Wie sinnvoll ist Kindermilch? © Serhiy Kobyakov - Fotolia.com Wie sinnvoll ist Kindermilch? © Serhiy Kobyakov - Fotolia.com

Mehr Vitamine und Mineralstoffe für eine gute geistige Entwicklung, weniger Eiweiß als Vorbeugung gegen späteres Übergewicht - speziell aufbereitete "Kindermilch" scheint eine tolle Sache zu sein. Doch Experten vom Bundesinstitut für Risikobewertung (BfR) warnen: Die scheinbaren Vorteile der Kindermilch sind eigentlich ein Nachteil.

Eins wissen wir ja alle: für ein gesundes Knochenwachstum und eine gute Entwicklung brauchen Kinder Milch, denn darin stecken reichlich Kalzium, Eiweiß, Vitamine und Mineralstoffe. Allerdings auch Fett, in Vollmilch immerhin 3,5 bis 3,8 Prozent. Das kann durchaus problematisch werden, wenn Kinder die von Ernährungsfachleuten empfohlene Menge Milch trinken: Das Forschungsinstitut für Kinderernährung empfiehlt pro Tag 350 bis 400 ml Milch, was etwa 12-14 g Fett entspricht. Isst das Kind weitere Milchprodukte wie Joghurt, Quark und Käse, kommen schnell große Fettmengen zusammen.

Ist Kindermilch ein passender Ersatz?

Da scheint es eine gute Idee zu sein, speziell für Kinder aufbereitete Kindermilch anzubieten: Alles, was gut für Kinder ist, wird der Kindermilch in hohen Dosen zugesetzt; was eher unerwünscht ist, wird der Kindermilch entzogen. Klingt erstmal vernünftig und sinnvoll – da zahlen wir doch gerne bis zu 244 Euro mehr pro Jahr. So viel kommt nämlich je nach Produkt an Mehrkosten im Vergleich zu Bio-Kuhmilch durchschnittlich zusammen, wie ein Vergleich der Verbraucherzentrale Hamburg unter dem Titel „Kostenfalle Kindermilch“ verrät.

Kindermilch ist nicht notwendig

Doch wer glaubt, seinem Kind mit der Kindermilch Gutes zu tun, liegt leider falsch. „Aus ernährungsphysiologischer Sicht sind diese besonderen Kleinkindermilchgetränke nicht notwendig“, sagte Professor Dr. Dr. Andreas Hensel, Präsident des Bundesinstituts für Risikobewertung (BfR) bereits vor einem Jahr. Mehr noch: Kindermilch kann  im Gegenteil sogar Risiken mit sich bringen.
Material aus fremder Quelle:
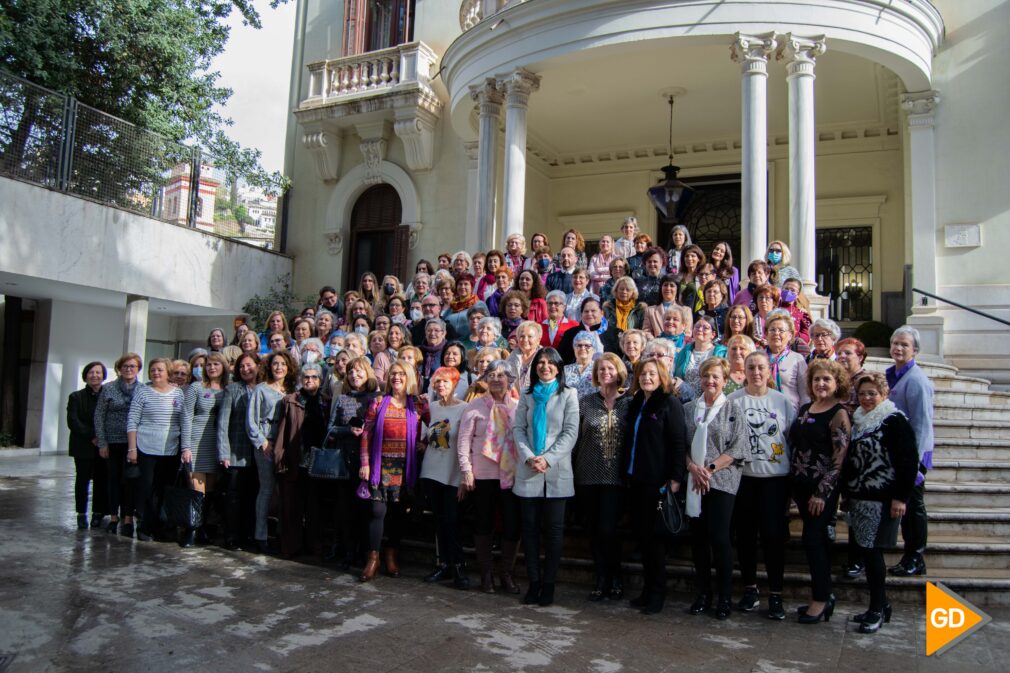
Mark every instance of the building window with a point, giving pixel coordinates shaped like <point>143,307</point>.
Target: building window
<point>844,272</point>
<point>370,25</point>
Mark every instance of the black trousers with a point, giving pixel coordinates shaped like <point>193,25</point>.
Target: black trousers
<point>711,545</point>
<point>157,472</point>
<point>240,487</point>
<point>651,543</point>
<point>914,525</point>
<point>763,508</point>
<point>388,517</point>
<point>122,491</point>
<point>442,500</point>
<point>546,514</point>
<point>816,543</point>
<point>602,507</point>
<point>490,497</point>
<point>91,474</point>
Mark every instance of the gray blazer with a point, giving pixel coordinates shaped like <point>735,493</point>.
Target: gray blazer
<point>563,430</point>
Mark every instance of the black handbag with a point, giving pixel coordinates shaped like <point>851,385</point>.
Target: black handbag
<point>182,506</point>
<point>325,463</point>
<point>671,512</point>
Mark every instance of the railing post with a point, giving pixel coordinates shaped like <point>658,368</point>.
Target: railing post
<point>194,193</point>
<point>65,162</point>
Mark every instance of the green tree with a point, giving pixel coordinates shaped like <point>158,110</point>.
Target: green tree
<point>145,61</point>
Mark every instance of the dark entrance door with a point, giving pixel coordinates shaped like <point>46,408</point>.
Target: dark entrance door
<point>713,214</point>
<point>377,244</point>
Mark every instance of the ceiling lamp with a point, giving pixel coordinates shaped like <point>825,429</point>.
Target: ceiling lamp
<point>670,195</point>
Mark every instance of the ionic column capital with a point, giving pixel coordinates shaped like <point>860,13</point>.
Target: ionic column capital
<point>517,87</point>
<point>800,54</point>
<point>919,107</point>
<point>488,97</point>
<point>752,52</point>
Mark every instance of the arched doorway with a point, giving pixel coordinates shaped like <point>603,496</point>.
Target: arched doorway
<point>378,238</point>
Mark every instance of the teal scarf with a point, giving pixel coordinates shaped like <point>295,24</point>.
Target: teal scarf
<point>541,393</point>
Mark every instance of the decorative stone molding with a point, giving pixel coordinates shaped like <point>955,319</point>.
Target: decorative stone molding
<point>517,87</point>
<point>800,54</point>
<point>334,243</point>
<point>416,128</point>
<point>324,147</point>
<point>919,107</point>
<point>374,145</point>
<point>752,52</point>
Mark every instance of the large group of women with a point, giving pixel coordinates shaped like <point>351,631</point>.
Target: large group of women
<point>517,382</point>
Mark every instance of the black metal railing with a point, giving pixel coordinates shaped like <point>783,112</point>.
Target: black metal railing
<point>54,140</point>
<point>958,305</point>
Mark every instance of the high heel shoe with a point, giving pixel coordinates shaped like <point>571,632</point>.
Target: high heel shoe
<point>862,617</point>
<point>825,613</point>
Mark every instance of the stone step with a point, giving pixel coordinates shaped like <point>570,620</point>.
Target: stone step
<point>967,470</point>
<point>977,495</point>
<point>972,429</point>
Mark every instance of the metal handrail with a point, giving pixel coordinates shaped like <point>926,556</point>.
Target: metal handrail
<point>958,305</point>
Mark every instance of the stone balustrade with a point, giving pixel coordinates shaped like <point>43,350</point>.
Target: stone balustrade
<point>369,73</point>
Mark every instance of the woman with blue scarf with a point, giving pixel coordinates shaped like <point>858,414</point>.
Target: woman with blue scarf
<point>546,426</point>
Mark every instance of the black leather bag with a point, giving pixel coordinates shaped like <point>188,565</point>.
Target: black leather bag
<point>326,463</point>
<point>671,514</point>
<point>182,506</point>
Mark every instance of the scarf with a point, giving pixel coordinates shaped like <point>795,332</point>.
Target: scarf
<point>623,310</point>
<point>458,305</point>
<point>541,394</point>
<point>699,446</point>
<point>375,451</point>
<point>499,443</point>
<point>776,361</point>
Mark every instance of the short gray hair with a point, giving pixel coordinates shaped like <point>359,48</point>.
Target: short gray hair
<point>911,331</point>
<point>558,293</point>
<point>826,324</point>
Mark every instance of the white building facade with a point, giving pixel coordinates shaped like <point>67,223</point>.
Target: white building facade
<point>867,134</point>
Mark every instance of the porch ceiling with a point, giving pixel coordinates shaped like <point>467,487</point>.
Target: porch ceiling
<point>608,99</point>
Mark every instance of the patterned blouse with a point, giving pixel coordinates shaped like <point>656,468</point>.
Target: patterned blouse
<point>601,430</point>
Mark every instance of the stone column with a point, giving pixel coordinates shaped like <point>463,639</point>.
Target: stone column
<point>135,327</point>
<point>920,212</point>
<point>800,54</point>
<point>489,100</point>
<point>752,53</point>
<point>517,87</point>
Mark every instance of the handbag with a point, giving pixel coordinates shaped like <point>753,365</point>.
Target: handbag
<point>671,513</point>
<point>325,463</point>
<point>182,506</point>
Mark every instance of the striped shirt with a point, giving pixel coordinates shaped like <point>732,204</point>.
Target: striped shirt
<point>158,419</point>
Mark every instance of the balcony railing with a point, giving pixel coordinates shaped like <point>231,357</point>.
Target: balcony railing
<point>370,73</point>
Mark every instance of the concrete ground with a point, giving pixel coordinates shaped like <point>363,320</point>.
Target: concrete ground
<point>91,601</point>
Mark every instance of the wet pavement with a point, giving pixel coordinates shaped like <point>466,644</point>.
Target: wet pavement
<point>91,601</point>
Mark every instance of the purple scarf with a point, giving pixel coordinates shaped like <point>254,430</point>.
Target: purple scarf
<point>375,451</point>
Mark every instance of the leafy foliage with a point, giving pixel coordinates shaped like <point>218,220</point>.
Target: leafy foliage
<point>145,61</point>
<point>280,298</point>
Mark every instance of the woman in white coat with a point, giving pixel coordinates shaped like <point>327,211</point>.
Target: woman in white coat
<point>546,426</point>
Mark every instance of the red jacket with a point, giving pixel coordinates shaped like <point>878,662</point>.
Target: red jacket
<point>563,326</point>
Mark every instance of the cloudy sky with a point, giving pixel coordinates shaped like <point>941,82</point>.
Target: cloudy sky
<point>257,67</point>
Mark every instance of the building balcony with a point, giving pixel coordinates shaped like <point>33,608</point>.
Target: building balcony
<point>371,94</point>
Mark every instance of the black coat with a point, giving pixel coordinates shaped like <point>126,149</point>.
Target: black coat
<point>662,448</point>
<point>81,420</point>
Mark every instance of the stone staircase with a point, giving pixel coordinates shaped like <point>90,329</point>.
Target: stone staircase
<point>968,500</point>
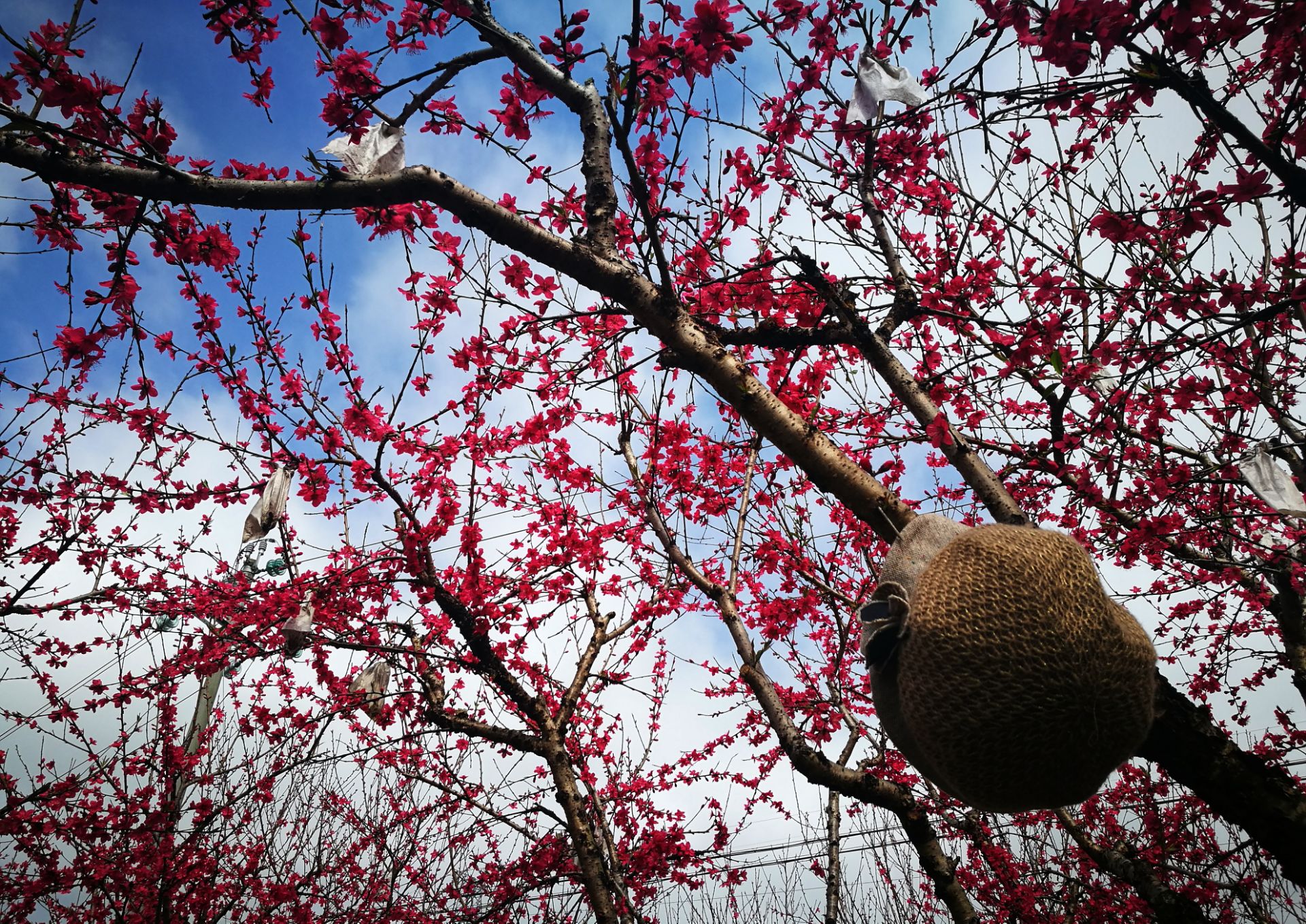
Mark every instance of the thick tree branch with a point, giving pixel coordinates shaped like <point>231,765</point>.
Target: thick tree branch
<point>807,760</point>
<point>1195,92</point>
<point>584,101</point>
<point>1263,800</point>
<point>986,485</point>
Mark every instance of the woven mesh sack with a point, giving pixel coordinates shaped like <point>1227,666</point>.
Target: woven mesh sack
<point>1010,679</point>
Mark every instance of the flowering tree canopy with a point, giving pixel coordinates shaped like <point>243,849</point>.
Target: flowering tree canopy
<point>481,538</point>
Wie das BfR erklärt, kann der Zusatz von bestimmten Nährstoffen wie zum Beispiel Eisen und Zink zu einer Überversorgung führen, deren Folgen möglicherweise auf lange Sicht sogar schädlich sein könnten. Dafür liegt der Gehalt an wichtigen Nährstoffen wie zum Beispiel Kalzium und Vitamin B2 im Vergleich zu Kuhmilch meist niedriger. Das Bundesamt für Verbraucherschutz und Lebensmittelsicherheit beanstandete gar 15 Kindermilchgetränke, weil "sie hinsichtlich der Zusammensetzung nicht an die Ernährungsbedürfnisse von Kleinkindern angepasst" seien.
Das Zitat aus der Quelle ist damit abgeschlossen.